Eleven states reported estimated total links as a percent of crash records in a fairly narrow range between 1.4% and 2.5%.  Kentucky, Maryland, and Pennsylvania were outliers.

One reason for the shortfalls may be incomplete linkage strategies.  Not all productive match passes have been explored.  Also, not all shared information has been coded for linkage.  Finding appropriate changes to improve the data preparation and linkage strategies used in Phase I so that they produce more complete linked datasets is an open issue.

Figure 21 - Link Specifications Report for DE

Figure 22 - Link Specifications Report for KY

Figure 23 - Link Specifications Report for MD

Figure 24 - Link Specifications Report for ME

Figure 25 - Link Specifications Report for MN

Figure 26 - Link Specifications Report for OK

Figure 27 - Link Specifications Report for PA

Figure 28 - Link Specifications Report for UT

Another reason for the shortfalls may be a known weakness with the initial CODES 2000 linkage imputation algorithms presented in November.  Arizona, Maryland, and Utah found that sometimes hundreds or thousands of matched pairs were assigned to the same set because of very low probability links.  Many of these pairs were dropped by the Imputation Wizard when one-to-one matches were selected from the sets.  Most states did not find this problem.  CODES 2000 was changed to avoid the problem by assigning set numbers after linkage imputation rather than before.  The new software version was distributed to those states reporting high-count sets, but other states may have similar but less severe problems.
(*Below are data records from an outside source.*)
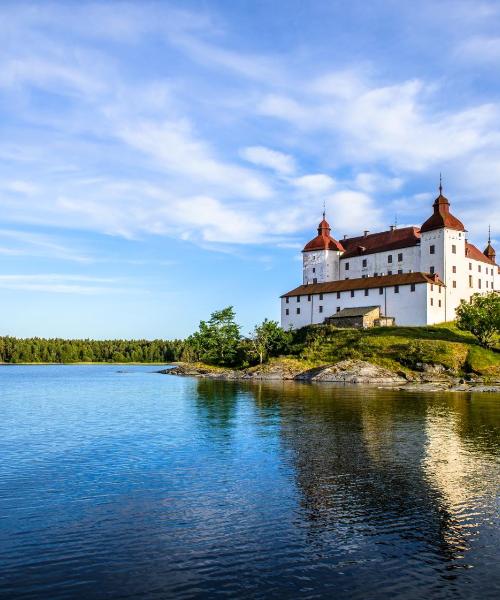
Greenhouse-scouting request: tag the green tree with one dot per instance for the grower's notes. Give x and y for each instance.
(217, 340)
(481, 316)
(269, 339)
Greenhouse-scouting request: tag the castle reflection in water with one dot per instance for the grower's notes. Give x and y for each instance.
(381, 474)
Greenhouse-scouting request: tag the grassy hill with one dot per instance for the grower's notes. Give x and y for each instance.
(398, 348)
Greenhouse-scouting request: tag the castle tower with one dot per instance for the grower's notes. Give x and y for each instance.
(321, 256)
(489, 251)
(442, 251)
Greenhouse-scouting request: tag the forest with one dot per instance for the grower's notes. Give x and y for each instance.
(41, 350)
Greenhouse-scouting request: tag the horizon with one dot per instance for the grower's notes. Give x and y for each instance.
(164, 160)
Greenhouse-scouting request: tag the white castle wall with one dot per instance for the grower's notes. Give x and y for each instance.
(408, 308)
(322, 265)
(352, 268)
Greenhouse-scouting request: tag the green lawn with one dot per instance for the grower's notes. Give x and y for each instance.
(403, 348)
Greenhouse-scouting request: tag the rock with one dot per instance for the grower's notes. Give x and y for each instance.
(354, 371)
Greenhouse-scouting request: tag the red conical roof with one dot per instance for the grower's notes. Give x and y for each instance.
(323, 241)
(489, 251)
(442, 216)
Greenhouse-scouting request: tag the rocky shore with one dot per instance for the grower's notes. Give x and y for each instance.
(352, 372)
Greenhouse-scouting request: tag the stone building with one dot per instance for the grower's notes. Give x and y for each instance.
(418, 275)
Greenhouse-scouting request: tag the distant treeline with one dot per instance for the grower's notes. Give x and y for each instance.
(41, 350)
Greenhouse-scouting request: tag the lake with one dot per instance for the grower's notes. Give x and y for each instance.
(118, 482)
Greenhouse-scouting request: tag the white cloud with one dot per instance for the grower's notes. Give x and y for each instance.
(174, 146)
(61, 284)
(317, 183)
(278, 161)
(349, 211)
(376, 182)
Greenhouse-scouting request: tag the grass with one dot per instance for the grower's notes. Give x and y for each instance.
(399, 348)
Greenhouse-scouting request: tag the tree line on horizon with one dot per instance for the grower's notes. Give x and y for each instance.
(218, 341)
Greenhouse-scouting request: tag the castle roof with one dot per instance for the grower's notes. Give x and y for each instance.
(361, 283)
(473, 252)
(323, 241)
(381, 242)
(442, 216)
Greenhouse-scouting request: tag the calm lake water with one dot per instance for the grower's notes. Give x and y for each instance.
(117, 482)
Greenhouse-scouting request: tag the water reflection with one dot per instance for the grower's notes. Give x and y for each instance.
(144, 486)
(400, 478)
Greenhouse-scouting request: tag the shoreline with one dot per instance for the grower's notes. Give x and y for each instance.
(121, 364)
(348, 372)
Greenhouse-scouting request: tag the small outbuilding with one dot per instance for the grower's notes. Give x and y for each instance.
(360, 317)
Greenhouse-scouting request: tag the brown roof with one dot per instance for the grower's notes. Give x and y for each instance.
(358, 311)
(489, 252)
(323, 241)
(393, 239)
(442, 217)
(473, 252)
(364, 283)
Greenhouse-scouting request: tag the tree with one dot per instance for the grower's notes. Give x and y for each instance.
(217, 340)
(481, 316)
(269, 339)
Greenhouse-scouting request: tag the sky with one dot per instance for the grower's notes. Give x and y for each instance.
(162, 160)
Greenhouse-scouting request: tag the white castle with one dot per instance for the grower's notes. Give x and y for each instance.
(409, 275)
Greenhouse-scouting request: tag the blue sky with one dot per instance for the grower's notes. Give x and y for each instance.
(162, 160)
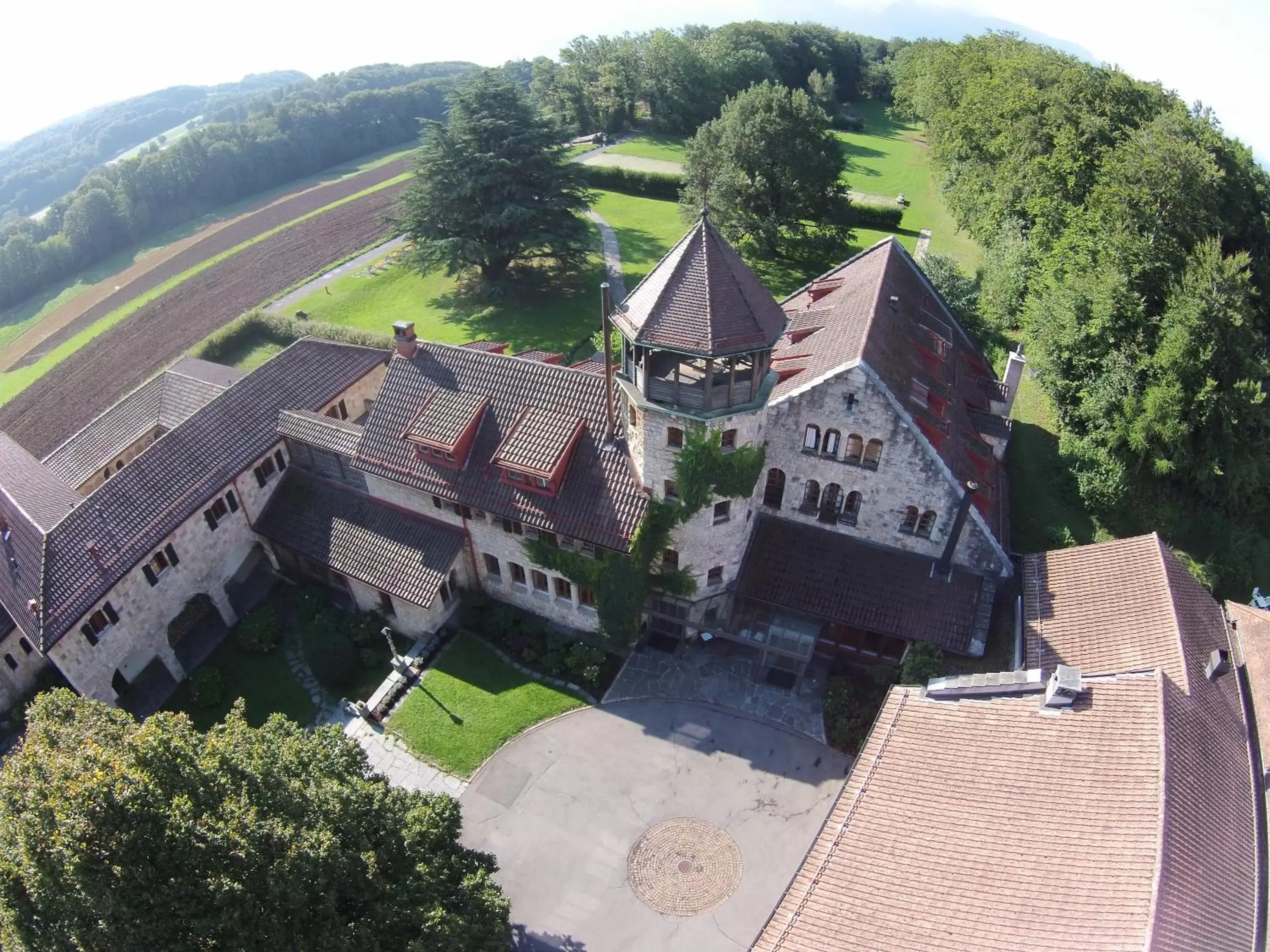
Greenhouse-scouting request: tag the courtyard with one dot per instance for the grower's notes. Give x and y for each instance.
(649, 825)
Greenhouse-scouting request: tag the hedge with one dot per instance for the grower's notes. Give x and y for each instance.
(881, 217)
(279, 329)
(634, 182)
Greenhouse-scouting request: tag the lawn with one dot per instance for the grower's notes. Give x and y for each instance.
(265, 682)
(891, 158)
(470, 704)
(653, 146)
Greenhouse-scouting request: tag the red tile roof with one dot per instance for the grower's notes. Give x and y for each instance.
(879, 310)
(701, 299)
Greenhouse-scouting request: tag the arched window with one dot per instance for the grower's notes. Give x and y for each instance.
(774, 494)
(873, 454)
(911, 517)
(855, 448)
(811, 498)
(851, 509)
(830, 503)
(926, 523)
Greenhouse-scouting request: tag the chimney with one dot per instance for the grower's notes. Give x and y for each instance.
(403, 336)
(1063, 687)
(606, 332)
(1014, 374)
(945, 565)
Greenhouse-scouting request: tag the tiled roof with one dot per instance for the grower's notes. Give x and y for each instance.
(32, 501)
(42, 498)
(600, 501)
(544, 356)
(538, 440)
(1131, 605)
(136, 509)
(1104, 608)
(166, 400)
(320, 431)
(701, 299)
(988, 825)
(831, 575)
(879, 310)
(445, 415)
(389, 549)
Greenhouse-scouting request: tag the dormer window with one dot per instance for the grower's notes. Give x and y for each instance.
(446, 426)
(534, 455)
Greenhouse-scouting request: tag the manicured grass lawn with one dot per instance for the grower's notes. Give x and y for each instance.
(265, 682)
(555, 320)
(470, 704)
(647, 229)
(891, 157)
(653, 146)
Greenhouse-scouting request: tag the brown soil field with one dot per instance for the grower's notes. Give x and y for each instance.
(127, 355)
(155, 268)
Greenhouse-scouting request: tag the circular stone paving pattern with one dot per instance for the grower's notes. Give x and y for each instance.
(684, 866)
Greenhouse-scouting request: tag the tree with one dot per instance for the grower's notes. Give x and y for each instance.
(130, 837)
(768, 168)
(493, 191)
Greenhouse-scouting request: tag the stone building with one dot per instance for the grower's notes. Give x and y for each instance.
(399, 479)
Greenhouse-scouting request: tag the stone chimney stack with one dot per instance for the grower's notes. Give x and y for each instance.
(403, 334)
(1014, 375)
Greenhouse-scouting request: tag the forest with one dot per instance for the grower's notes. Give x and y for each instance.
(1127, 243)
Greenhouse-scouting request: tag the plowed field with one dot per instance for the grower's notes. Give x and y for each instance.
(78, 314)
(94, 377)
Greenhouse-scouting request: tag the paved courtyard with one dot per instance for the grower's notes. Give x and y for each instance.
(731, 681)
(649, 825)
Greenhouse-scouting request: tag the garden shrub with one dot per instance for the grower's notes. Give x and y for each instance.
(331, 653)
(207, 686)
(261, 631)
(881, 217)
(634, 182)
(922, 662)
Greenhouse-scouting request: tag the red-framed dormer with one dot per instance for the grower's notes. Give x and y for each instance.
(445, 428)
(535, 452)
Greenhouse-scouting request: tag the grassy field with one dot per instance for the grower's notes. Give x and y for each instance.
(265, 682)
(470, 704)
(13, 382)
(17, 320)
(889, 158)
(653, 146)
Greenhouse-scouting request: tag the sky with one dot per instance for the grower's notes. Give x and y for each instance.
(63, 59)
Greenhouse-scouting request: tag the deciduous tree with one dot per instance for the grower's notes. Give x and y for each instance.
(125, 837)
(493, 191)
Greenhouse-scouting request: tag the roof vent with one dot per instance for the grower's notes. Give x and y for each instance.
(1063, 687)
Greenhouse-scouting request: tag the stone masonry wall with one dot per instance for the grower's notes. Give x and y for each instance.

See Data Network Note # 11 - Multiple Imputation and One-to-One Links (Revised)

  1. Only Delaware and Maine reported adjusting their linkage probability models to account for field dependencies or comparison tolerances.  This suggests that the models used in Phase I by most states could be improved to produce more accurate probability estimates.  It also suggests that the current mechanisms in CODES 2000 for making such adjustments should be simplified or automated to encourage broader use.
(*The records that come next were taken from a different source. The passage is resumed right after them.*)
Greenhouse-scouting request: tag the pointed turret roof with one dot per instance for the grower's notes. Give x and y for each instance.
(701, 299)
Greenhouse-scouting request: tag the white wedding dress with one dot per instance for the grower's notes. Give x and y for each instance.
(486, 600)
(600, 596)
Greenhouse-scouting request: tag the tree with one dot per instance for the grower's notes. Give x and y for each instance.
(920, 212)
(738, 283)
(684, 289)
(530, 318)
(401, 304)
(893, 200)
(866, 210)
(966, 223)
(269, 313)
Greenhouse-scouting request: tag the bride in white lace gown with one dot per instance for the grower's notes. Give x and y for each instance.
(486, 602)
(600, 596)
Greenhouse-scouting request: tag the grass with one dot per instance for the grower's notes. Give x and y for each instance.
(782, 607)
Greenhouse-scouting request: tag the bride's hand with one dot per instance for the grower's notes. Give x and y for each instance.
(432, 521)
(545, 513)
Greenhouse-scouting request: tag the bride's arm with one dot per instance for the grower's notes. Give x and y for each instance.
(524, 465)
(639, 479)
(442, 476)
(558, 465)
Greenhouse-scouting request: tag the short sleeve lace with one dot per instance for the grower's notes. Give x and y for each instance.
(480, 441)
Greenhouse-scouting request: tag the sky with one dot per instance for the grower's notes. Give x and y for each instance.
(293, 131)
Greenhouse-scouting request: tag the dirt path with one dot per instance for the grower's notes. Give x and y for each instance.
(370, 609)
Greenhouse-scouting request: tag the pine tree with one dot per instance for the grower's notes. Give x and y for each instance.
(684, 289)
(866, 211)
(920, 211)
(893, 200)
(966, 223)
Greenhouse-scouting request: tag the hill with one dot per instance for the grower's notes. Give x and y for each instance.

Finding appropriate changes to improve the linkage probability models used in Phase I so that they produce more accurate estimates is an open issue.

  1. Utah reported sensitivity to the random number sequences producing multiple imputations for the test data.  A sensitivity analysis suggested that 10 linkage imputations and 10 values imputations would produce more stable results for these data.  However, the appropriate number of imputations for each state's data must be determined individually through a similar sensitivity analysis.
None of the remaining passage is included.